Secondo quanto emerso, le prime recinzioni potrebbero essere installate già all’inizio della prossima settimana, segnando l’avvio operativo dei lavori. Il Comune ha infatti formalizzato l’affidamento in subappalto degli interventi di taglio degli alberi alla ditta Giordanengo Legnami di Robilante, per un importo di 8mila euro. L’incarico è stato richiesto dall’impresa Sam Costruzioni di Cherasco, che si è aggiudicata l’appalto complessivo da 2,4 milioni di euro per la riqualificazione dell’area.

La delibera relativa al subappalto è stata pubblicata ieri, giovedì 19 febbraio, sull’albo pretorio dell’ente e segue i precedenti atti con cui sono stati affidati l’incarico di direzione lavori e il coordinamento della sicurezza in fase esecutiva, passaggi necessari per l’apertura del cantiere.


Il rendering della riqualificazione della piazza

La notizia ha ulteriormente alimentato la protesta.
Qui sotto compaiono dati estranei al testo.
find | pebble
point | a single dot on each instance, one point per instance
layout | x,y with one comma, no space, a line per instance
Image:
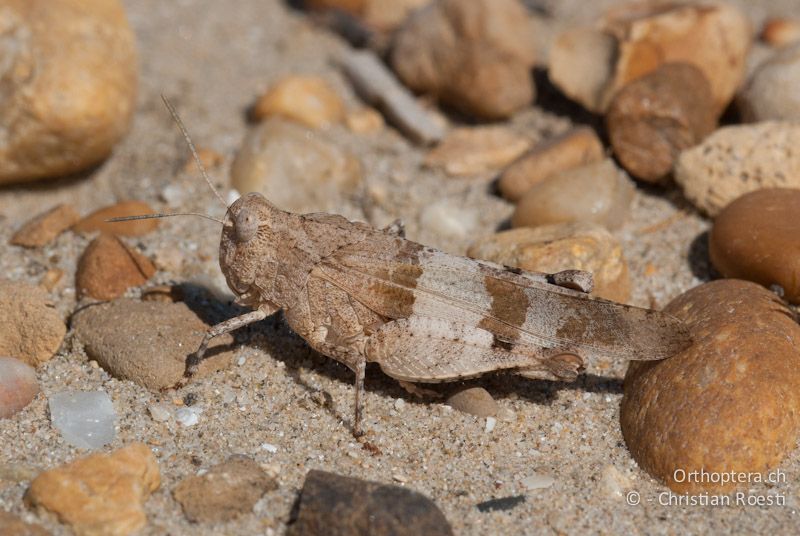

I manifestanti contestano in particolare la scelta di procedere senza attendere l’esito del ricorso presentato al Consiglio di Stato, la cui decisione è attesa per il 5 marzo. «Scendiamo in piazza contro la decisione del Comune di affidare a una ditta i lavori di abbattimento dei cedri – spiegano –. Non è stato nemmeno aspettato il pronunciamento definitivo della giustizia amministrativa».

Nel corso della mobilitazione è stata annunciata anche l’intenzione di mettere in atto forme di protesta simbolica, come incatenarsi agli alberi, con l’obiettivo di ampliare il fronte del dissenso e sensibilizzare l’opinione pubblica.

I contestatori richiamano inoltre gli articoli 9 e 32 della Costituzione, che tutelano rispettivamente il paesaggio, l’ambiente e il diritto alla salute.

Il clima in città resta teso: da una parte l’amministrazione che accelera verso l’apertura del cantiere, dall’altra un gruppo sempre più determinato di cittadini che parla apertamente di “grave danno ambientale” e chiede di fermare l’intervento.